Not all are thorns and there are also those who believe that technology, finally, will end up generating more jobs than those that will be eliminated and that, in any case, people will work less and will gain in quality of life. At least in part, Deloitte thinks so. A work that the consultant carried out in 2015 in Great Britain affirms that "technology created more jobs than it has destroyed in the last 144 years, it has saved us from boring, repetitive and dangerous work. Only 1.1% of the force was employed in the humanitarian professions during the 1871 census. For 2011, these jobs employed almost a quarter of the workforce in England and Wales. " Of course, Deloitte also warns that "the rapid advances in technology mean that education, training, and income distribution are likely to be fundamental to the political debate for many years."
In addition to electric sheep - as the writer, Philip K. Dick envisioned in the late 1960s - will the androids of the future dream of people's work? Who knows.

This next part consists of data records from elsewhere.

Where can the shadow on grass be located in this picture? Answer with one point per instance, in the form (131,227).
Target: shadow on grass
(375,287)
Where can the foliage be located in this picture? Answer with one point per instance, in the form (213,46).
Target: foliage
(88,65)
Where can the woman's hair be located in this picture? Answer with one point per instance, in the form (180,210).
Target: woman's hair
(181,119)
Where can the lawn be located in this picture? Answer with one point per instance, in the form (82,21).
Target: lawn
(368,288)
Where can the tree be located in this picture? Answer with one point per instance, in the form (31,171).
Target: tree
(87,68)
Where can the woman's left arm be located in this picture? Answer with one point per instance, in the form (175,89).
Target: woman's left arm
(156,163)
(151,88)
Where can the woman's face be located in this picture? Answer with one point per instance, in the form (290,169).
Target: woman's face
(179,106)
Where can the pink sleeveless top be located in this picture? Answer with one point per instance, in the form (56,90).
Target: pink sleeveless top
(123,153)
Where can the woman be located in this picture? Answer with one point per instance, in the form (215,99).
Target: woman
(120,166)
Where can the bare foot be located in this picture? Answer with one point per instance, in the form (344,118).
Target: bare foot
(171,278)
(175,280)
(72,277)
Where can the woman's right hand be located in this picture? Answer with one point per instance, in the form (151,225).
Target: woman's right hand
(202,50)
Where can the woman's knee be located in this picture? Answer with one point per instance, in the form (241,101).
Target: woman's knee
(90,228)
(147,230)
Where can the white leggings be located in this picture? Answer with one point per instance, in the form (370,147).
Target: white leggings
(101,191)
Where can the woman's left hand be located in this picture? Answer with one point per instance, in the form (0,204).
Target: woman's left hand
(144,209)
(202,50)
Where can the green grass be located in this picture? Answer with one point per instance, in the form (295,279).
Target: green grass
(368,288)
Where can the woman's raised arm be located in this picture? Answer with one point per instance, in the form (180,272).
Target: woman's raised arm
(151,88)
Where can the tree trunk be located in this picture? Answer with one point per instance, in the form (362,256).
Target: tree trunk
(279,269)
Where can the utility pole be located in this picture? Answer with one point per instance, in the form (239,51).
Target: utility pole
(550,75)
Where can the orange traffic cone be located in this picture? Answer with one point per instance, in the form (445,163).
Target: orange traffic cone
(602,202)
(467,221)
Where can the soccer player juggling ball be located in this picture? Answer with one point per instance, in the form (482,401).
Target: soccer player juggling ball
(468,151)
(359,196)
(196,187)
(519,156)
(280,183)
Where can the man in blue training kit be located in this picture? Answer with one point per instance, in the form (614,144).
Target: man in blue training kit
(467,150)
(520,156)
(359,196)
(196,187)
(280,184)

For now, in Palermo, the robot Galibot - bilingual and very nice - welcomes everyone in the Buenos Aires Planetarium and in Misiones, in the Hospital Escuela de Agudos Madariaga, the arms of the super robot Da Vinci already allowed human doctors to perform very accurate way more than 500 operations. Further north, in Las Vegas, autonomous vehicles, household robots and artificial intelligence applied to everything are the stars of CES, the most important technology expo in the world.